SDS-PAGE Assay of DNase Activity

SDS-PAGE analysis of Abs for homogeneity and for the polypeptide spectrum of the sera and CSF was performed in a 5–16% gradient gel containing 0.1% SDS (Laemmli system) as described in [24]–[26]. IgGs were used before and after their treatment with 10 mM dithiothreitol. The polypeptides were visualized by silver and Coomassie Blue staining [24]–[26].
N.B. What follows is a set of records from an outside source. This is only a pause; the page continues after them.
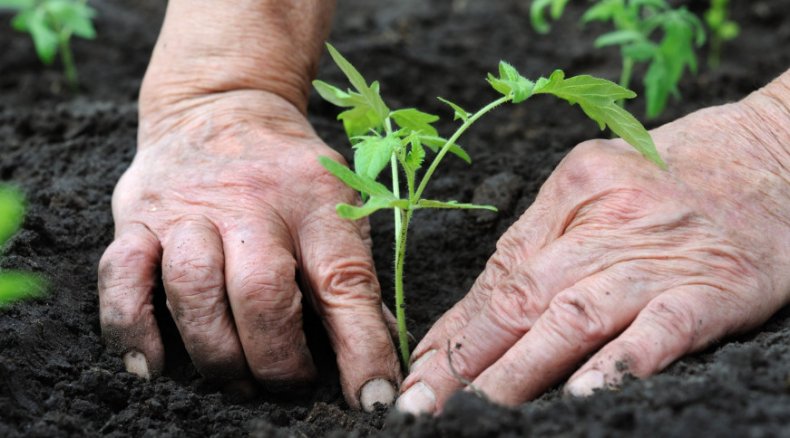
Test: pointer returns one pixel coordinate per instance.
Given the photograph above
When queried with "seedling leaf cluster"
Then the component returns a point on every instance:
(636, 25)
(51, 24)
(400, 139)
(14, 285)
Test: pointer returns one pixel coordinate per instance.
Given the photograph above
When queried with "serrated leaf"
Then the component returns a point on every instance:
(460, 113)
(371, 206)
(537, 13)
(16, 286)
(357, 182)
(368, 110)
(332, 94)
(434, 143)
(415, 120)
(372, 154)
(597, 98)
(430, 203)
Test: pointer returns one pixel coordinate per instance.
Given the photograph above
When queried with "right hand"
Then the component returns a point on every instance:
(227, 195)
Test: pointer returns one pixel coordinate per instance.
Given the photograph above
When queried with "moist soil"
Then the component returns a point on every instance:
(67, 150)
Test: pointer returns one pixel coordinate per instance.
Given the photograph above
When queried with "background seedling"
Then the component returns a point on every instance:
(722, 29)
(399, 138)
(51, 23)
(14, 285)
(636, 23)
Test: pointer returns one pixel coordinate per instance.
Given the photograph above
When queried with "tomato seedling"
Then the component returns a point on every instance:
(635, 23)
(51, 24)
(399, 138)
(722, 29)
(14, 285)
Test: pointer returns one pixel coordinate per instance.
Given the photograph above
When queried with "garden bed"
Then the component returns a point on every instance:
(67, 151)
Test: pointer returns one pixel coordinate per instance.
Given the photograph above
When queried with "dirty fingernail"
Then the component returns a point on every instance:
(136, 363)
(585, 384)
(419, 399)
(421, 360)
(376, 391)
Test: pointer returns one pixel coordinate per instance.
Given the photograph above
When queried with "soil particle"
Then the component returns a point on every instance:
(66, 151)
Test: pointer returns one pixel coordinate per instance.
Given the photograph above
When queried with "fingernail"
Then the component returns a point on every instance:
(136, 363)
(419, 399)
(376, 391)
(421, 360)
(585, 384)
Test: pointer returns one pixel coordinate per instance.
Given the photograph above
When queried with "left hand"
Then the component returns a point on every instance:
(619, 260)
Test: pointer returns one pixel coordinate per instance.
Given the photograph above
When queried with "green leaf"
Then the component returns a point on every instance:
(597, 98)
(12, 211)
(369, 110)
(460, 113)
(510, 83)
(435, 143)
(357, 182)
(372, 154)
(537, 13)
(415, 120)
(372, 205)
(430, 203)
(618, 38)
(71, 16)
(17, 4)
(416, 154)
(44, 38)
(15, 286)
(332, 94)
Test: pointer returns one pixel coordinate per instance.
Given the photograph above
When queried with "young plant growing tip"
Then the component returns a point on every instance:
(721, 28)
(635, 24)
(14, 285)
(383, 137)
(51, 24)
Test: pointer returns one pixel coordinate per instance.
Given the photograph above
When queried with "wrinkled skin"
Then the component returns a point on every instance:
(226, 194)
(626, 263)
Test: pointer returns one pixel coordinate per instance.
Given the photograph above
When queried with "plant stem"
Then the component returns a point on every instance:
(451, 141)
(625, 75)
(400, 304)
(67, 57)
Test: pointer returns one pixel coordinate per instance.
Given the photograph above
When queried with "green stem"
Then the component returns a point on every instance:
(625, 75)
(400, 304)
(451, 141)
(67, 57)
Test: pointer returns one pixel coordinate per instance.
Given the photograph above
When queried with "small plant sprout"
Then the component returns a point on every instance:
(383, 137)
(51, 24)
(721, 28)
(15, 285)
(635, 24)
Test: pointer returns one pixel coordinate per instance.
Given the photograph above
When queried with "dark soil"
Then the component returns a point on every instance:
(67, 151)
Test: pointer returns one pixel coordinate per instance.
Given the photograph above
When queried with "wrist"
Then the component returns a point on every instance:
(229, 45)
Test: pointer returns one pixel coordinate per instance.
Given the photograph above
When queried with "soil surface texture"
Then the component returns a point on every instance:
(67, 150)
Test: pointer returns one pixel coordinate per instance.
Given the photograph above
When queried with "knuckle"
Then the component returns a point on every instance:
(124, 259)
(574, 316)
(350, 279)
(271, 285)
(672, 317)
(194, 274)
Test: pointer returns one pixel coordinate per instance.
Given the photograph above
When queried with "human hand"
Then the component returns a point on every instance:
(626, 263)
(227, 195)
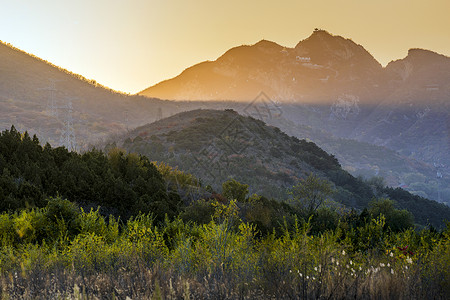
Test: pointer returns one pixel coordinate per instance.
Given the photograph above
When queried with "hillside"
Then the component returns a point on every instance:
(334, 85)
(29, 85)
(218, 145)
(317, 70)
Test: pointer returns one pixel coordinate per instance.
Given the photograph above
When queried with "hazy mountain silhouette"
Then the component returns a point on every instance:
(333, 84)
(216, 145)
(26, 84)
(317, 69)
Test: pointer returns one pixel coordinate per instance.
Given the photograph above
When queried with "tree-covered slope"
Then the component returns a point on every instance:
(218, 145)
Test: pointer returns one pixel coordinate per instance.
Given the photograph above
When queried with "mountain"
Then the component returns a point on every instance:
(334, 85)
(35, 95)
(317, 68)
(217, 145)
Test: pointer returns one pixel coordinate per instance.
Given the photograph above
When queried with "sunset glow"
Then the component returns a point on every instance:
(131, 45)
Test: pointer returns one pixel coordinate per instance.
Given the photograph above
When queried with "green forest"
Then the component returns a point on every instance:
(114, 225)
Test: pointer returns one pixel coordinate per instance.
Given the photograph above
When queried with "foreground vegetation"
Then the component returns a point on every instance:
(60, 250)
(116, 226)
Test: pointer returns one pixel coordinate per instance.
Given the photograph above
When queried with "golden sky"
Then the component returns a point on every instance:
(129, 45)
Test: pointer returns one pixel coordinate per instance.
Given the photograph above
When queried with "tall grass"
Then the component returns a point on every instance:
(224, 259)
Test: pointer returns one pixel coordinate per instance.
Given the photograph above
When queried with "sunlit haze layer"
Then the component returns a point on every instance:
(131, 45)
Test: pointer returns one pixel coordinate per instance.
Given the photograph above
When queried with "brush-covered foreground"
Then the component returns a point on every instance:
(159, 234)
(62, 252)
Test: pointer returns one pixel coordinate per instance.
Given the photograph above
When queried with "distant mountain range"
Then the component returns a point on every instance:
(334, 85)
(318, 70)
(392, 122)
(35, 95)
(217, 145)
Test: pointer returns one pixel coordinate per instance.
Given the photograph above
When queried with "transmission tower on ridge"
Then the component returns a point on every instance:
(67, 138)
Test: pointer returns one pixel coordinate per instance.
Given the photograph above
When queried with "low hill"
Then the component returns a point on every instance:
(218, 145)
(36, 95)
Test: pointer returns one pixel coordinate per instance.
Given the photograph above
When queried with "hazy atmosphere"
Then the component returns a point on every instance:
(130, 45)
(224, 149)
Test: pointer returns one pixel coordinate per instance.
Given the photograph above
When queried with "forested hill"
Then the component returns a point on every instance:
(218, 145)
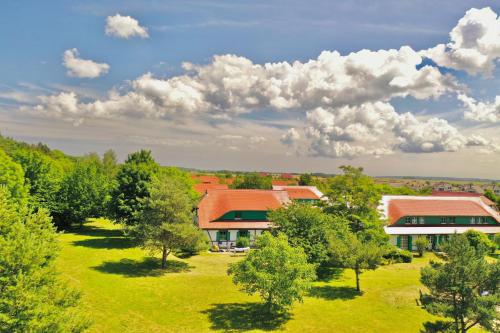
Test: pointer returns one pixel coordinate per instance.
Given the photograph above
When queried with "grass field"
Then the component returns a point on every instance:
(124, 291)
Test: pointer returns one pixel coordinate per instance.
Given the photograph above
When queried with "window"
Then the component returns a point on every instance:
(223, 235)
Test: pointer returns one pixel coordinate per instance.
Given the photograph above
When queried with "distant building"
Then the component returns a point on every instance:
(435, 217)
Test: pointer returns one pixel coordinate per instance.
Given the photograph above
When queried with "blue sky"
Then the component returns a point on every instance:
(35, 36)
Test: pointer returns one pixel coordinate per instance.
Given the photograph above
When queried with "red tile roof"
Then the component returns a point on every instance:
(300, 193)
(202, 188)
(399, 208)
(218, 202)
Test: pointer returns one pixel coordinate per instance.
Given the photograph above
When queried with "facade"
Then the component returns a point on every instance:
(435, 217)
(226, 215)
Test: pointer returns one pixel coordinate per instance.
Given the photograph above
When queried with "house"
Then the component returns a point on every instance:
(435, 217)
(302, 194)
(226, 215)
(442, 187)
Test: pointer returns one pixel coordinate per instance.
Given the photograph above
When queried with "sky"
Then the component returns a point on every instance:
(402, 88)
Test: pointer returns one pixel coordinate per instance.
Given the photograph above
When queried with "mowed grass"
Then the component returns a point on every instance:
(125, 291)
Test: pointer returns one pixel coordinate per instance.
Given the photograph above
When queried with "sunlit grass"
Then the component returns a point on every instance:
(124, 290)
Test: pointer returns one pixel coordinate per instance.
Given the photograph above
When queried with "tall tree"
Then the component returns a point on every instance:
(277, 271)
(305, 226)
(348, 251)
(463, 288)
(252, 181)
(355, 197)
(44, 176)
(33, 298)
(305, 179)
(166, 223)
(133, 183)
(12, 178)
(84, 192)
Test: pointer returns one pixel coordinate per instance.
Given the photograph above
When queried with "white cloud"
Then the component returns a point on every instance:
(481, 111)
(290, 137)
(124, 27)
(474, 46)
(82, 68)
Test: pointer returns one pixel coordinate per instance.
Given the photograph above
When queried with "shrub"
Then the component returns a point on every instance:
(243, 242)
(478, 239)
(395, 255)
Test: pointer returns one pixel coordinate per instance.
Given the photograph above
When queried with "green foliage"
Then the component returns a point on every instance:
(396, 255)
(133, 182)
(12, 178)
(277, 271)
(165, 224)
(306, 227)
(252, 181)
(32, 297)
(43, 175)
(84, 192)
(305, 179)
(242, 242)
(463, 288)
(478, 240)
(422, 243)
(348, 251)
(355, 197)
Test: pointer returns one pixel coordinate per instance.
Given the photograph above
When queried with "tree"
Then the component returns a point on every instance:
(277, 271)
(84, 192)
(463, 288)
(44, 177)
(355, 197)
(33, 298)
(165, 224)
(478, 239)
(305, 226)
(253, 181)
(421, 243)
(305, 179)
(349, 251)
(12, 178)
(133, 182)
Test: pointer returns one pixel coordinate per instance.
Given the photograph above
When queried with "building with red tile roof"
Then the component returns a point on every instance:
(436, 217)
(227, 215)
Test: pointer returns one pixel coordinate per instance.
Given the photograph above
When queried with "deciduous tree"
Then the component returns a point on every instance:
(277, 271)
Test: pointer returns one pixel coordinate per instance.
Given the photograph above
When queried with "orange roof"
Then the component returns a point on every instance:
(399, 208)
(283, 182)
(218, 202)
(300, 193)
(202, 188)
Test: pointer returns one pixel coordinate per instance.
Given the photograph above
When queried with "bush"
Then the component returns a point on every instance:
(395, 255)
(421, 243)
(243, 242)
(478, 239)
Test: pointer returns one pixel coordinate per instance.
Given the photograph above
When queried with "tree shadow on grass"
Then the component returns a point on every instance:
(92, 231)
(239, 317)
(332, 293)
(106, 243)
(142, 268)
(328, 273)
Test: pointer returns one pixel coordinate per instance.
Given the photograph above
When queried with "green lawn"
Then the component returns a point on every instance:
(124, 291)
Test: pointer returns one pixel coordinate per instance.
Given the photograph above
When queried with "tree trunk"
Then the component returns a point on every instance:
(164, 257)
(356, 270)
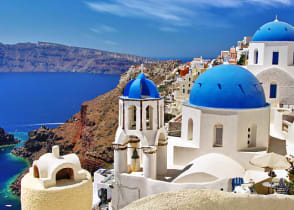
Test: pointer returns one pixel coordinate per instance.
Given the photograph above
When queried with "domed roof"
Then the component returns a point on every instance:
(228, 87)
(141, 88)
(274, 31)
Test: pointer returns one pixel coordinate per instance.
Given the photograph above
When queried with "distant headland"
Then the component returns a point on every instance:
(51, 57)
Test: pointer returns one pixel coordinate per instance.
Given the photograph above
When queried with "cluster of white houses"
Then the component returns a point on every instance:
(233, 113)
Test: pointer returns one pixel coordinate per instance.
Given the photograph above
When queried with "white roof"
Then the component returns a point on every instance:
(215, 165)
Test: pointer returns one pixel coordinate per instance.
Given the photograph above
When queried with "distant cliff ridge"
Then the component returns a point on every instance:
(50, 57)
(7, 139)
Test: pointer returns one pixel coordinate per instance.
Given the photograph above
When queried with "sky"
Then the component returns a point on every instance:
(152, 28)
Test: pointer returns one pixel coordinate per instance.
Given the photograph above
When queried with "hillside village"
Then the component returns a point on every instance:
(224, 125)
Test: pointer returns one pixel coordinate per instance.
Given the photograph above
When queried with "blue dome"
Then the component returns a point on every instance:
(228, 87)
(141, 88)
(274, 31)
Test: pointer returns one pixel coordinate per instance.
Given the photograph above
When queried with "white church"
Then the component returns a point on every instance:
(232, 115)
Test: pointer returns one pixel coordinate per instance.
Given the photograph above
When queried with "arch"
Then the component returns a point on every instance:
(132, 117)
(256, 56)
(275, 60)
(190, 130)
(161, 116)
(273, 90)
(65, 173)
(149, 117)
(252, 131)
(36, 172)
(218, 135)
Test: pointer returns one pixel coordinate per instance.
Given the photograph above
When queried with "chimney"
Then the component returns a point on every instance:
(55, 151)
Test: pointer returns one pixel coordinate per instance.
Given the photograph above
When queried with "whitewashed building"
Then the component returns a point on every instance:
(271, 60)
(225, 122)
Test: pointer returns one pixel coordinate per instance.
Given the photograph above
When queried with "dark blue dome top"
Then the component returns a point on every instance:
(141, 88)
(274, 31)
(228, 87)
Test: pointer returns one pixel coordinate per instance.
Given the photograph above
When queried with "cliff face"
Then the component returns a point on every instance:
(49, 57)
(7, 139)
(90, 132)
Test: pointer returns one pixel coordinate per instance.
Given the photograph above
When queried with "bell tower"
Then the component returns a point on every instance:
(140, 142)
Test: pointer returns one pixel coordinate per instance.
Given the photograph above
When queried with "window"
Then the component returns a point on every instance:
(252, 136)
(273, 90)
(66, 173)
(218, 136)
(36, 172)
(256, 57)
(149, 117)
(190, 129)
(132, 118)
(275, 58)
(161, 116)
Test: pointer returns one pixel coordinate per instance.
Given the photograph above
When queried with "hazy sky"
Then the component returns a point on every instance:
(155, 28)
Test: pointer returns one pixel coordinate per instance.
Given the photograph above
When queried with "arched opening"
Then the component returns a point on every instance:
(275, 60)
(161, 116)
(121, 115)
(190, 130)
(65, 173)
(218, 135)
(132, 117)
(252, 136)
(273, 90)
(134, 154)
(36, 172)
(256, 56)
(149, 117)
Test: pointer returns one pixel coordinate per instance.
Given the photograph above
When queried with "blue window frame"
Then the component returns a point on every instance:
(273, 91)
(275, 58)
(256, 57)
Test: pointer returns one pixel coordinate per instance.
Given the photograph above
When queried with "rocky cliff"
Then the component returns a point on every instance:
(90, 132)
(7, 139)
(50, 57)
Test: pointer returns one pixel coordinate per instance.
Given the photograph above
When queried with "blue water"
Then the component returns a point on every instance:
(29, 100)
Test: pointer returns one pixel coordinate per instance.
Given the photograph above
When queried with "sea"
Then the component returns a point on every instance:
(30, 100)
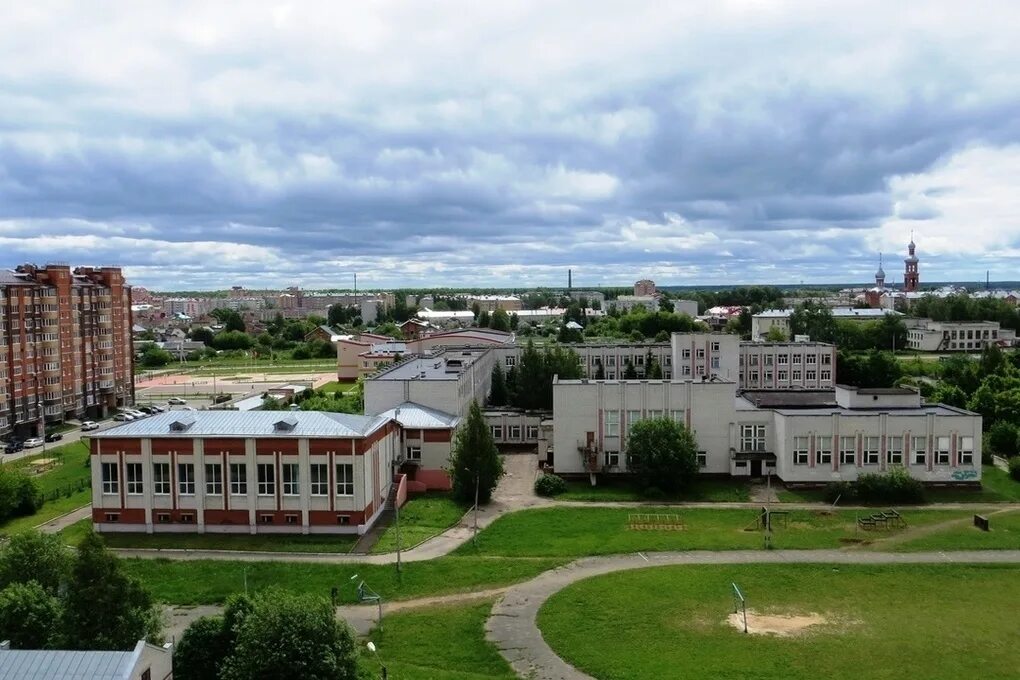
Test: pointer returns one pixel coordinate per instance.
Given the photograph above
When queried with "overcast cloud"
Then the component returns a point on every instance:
(499, 144)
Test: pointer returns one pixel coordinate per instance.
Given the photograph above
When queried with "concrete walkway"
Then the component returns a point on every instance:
(512, 626)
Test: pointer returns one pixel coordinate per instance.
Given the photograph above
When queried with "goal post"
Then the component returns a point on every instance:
(740, 605)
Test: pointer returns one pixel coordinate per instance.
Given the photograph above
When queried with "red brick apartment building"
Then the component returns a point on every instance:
(65, 349)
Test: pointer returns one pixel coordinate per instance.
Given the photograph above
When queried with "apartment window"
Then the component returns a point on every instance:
(161, 478)
(111, 480)
(941, 451)
(966, 451)
(318, 473)
(894, 451)
(186, 479)
(870, 454)
(239, 479)
(752, 437)
(632, 418)
(345, 479)
(135, 484)
(611, 423)
(800, 451)
(213, 478)
(919, 447)
(848, 451)
(266, 479)
(292, 479)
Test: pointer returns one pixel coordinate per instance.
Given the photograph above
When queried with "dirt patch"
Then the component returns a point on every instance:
(776, 624)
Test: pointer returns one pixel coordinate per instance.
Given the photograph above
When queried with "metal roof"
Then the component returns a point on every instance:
(61, 665)
(248, 423)
(415, 416)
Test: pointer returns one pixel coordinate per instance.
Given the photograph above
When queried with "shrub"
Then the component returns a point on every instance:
(1015, 467)
(549, 484)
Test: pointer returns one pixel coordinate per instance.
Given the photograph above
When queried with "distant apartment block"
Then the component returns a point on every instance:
(65, 345)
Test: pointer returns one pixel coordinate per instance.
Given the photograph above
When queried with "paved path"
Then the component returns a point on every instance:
(512, 626)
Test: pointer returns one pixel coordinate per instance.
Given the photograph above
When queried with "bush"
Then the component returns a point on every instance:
(549, 484)
(1015, 467)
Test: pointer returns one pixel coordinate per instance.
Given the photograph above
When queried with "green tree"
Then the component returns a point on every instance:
(474, 461)
(286, 636)
(29, 616)
(663, 454)
(498, 390)
(104, 608)
(38, 557)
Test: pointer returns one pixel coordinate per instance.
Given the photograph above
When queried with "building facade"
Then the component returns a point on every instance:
(65, 345)
(243, 472)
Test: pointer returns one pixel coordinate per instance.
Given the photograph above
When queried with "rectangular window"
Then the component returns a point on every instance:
(186, 479)
(966, 451)
(919, 447)
(611, 423)
(135, 481)
(345, 479)
(752, 437)
(266, 479)
(941, 451)
(800, 451)
(848, 451)
(823, 450)
(318, 472)
(870, 454)
(111, 480)
(239, 479)
(292, 479)
(894, 451)
(213, 478)
(161, 478)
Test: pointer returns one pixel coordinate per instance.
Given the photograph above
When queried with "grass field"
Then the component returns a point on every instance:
(210, 581)
(421, 518)
(437, 643)
(919, 621)
(711, 490)
(583, 531)
(217, 541)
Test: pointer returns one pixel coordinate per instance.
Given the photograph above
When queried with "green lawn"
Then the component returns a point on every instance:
(421, 518)
(219, 541)
(1004, 533)
(708, 489)
(437, 643)
(936, 622)
(210, 581)
(582, 531)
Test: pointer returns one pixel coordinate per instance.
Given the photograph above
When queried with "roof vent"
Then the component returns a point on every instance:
(183, 423)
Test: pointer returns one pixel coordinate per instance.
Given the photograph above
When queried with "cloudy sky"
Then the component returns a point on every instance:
(499, 144)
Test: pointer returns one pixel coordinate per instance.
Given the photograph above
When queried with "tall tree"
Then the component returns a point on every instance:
(474, 462)
(104, 608)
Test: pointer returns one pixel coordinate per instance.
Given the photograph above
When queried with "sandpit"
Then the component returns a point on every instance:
(776, 624)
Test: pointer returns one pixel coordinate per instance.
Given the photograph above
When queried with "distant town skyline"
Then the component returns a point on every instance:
(498, 145)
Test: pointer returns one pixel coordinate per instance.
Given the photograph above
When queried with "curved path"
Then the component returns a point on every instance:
(513, 628)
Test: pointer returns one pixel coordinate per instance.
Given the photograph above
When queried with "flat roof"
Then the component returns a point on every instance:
(247, 424)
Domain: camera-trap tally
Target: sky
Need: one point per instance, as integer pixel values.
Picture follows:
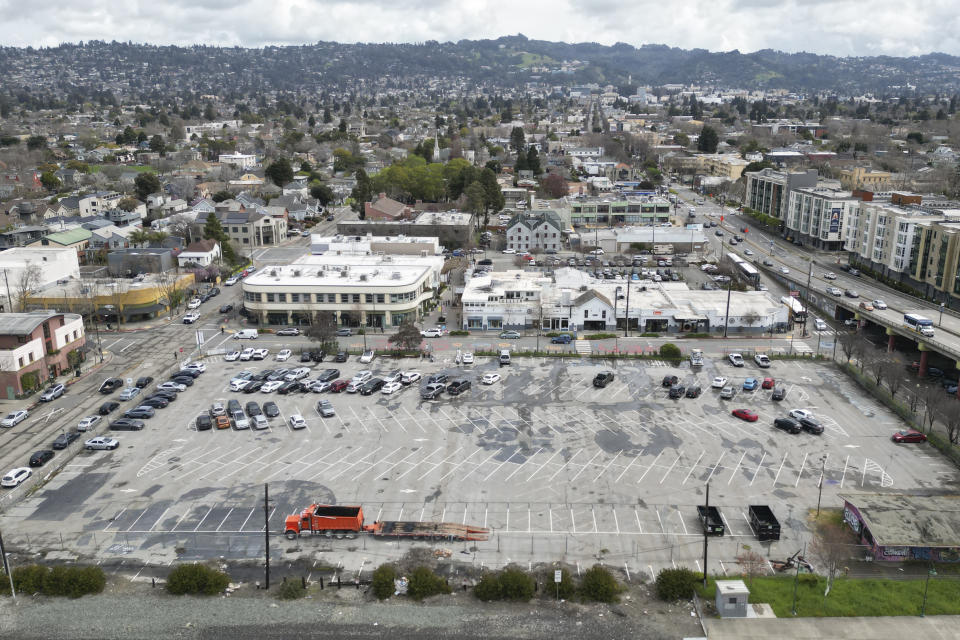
(836, 27)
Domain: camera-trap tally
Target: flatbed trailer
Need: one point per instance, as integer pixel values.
(336, 521)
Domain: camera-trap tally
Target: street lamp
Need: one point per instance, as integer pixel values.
(923, 608)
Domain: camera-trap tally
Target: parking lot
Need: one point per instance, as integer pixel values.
(554, 467)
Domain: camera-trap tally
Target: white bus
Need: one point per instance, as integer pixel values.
(918, 323)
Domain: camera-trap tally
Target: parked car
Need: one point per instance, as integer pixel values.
(14, 418)
(669, 381)
(457, 387)
(126, 424)
(787, 424)
(908, 435)
(65, 439)
(129, 393)
(16, 477)
(107, 407)
(88, 423)
(110, 385)
(140, 412)
(52, 393)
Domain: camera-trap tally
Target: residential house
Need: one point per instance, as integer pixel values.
(36, 347)
(203, 253)
(384, 208)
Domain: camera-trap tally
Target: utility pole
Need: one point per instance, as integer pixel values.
(6, 564)
(266, 532)
(706, 537)
(726, 319)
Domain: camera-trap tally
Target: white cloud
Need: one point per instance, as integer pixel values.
(840, 27)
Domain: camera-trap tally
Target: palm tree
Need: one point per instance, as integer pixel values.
(139, 237)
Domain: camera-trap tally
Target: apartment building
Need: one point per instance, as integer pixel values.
(36, 347)
(535, 230)
(816, 216)
(768, 190)
(617, 210)
(356, 290)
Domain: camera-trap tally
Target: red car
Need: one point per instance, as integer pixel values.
(908, 435)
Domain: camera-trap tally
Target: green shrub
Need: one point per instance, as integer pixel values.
(516, 585)
(676, 584)
(289, 590)
(60, 581)
(599, 584)
(564, 589)
(196, 579)
(383, 577)
(670, 351)
(488, 588)
(425, 583)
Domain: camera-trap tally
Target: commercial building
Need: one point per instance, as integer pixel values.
(768, 190)
(897, 528)
(865, 178)
(355, 290)
(816, 216)
(372, 245)
(535, 231)
(37, 346)
(453, 229)
(613, 210)
(28, 268)
(572, 300)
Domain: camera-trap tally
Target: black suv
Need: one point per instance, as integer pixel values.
(437, 378)
(110, 385)
(371, 386)
(39, 458)
(431, 391)
(329, 375)
(457, 387)
(787, 424)
(811, 425)
(602, 379)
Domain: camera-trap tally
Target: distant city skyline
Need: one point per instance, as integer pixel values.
(834, 27)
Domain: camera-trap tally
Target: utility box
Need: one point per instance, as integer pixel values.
(732, 596)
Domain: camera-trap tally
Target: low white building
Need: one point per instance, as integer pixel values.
(355, 290)
(575, 301)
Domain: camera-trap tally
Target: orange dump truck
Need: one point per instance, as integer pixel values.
(347, 522)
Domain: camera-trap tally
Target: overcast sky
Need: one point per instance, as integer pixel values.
(839, 27)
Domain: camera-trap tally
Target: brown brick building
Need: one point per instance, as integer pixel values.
(37, 345)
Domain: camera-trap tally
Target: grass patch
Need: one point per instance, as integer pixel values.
(852, 597)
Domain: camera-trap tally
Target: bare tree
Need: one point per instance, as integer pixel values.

In situ, experiments DNase activity of IgGs after SDS-PAGE was analyzed in gel containing calf thymus DNA (5 µg/ml) under non-reducing conditions as in [24], [25]. Before the electrophoresis, IgG samples were incubated at 22°C for 10–20 min in 20 mM Tris-HCl (pH 7.5) containing 0.1% SDS. To restore the enzymatic activity after SDS-PAGE, SDS was removed by incubating the gel for 1 h at 22°C in 20 mM Tris-HCl (pH 7.5) and washing the gel five times with the same buffer. To refold the protein after SDS treatment and to assay it for DNase activity, longitudinal slices of the gel were incubated at 25°C for 15–48 h in the reaction buffer containing 20 mM Tris-HCl (pH 7.5), 4 mM MgCl2, and 0.2 mM CaCl2. To visualize the products of DNA hydrolysis, the gel was stained with ethidium bromide. The same ethidium bromide-stained or parallel longitudinal slices were used to detect the position of IgG in the gel by Coomassie Blue staining.

Statistical Analysis

The results are reported as mean ± S.E. of at least three independent experiments for each sample analyzed. Errors in the values were within 5–7%. The correlation coefficients (CC) between sets of different samples were analyzed.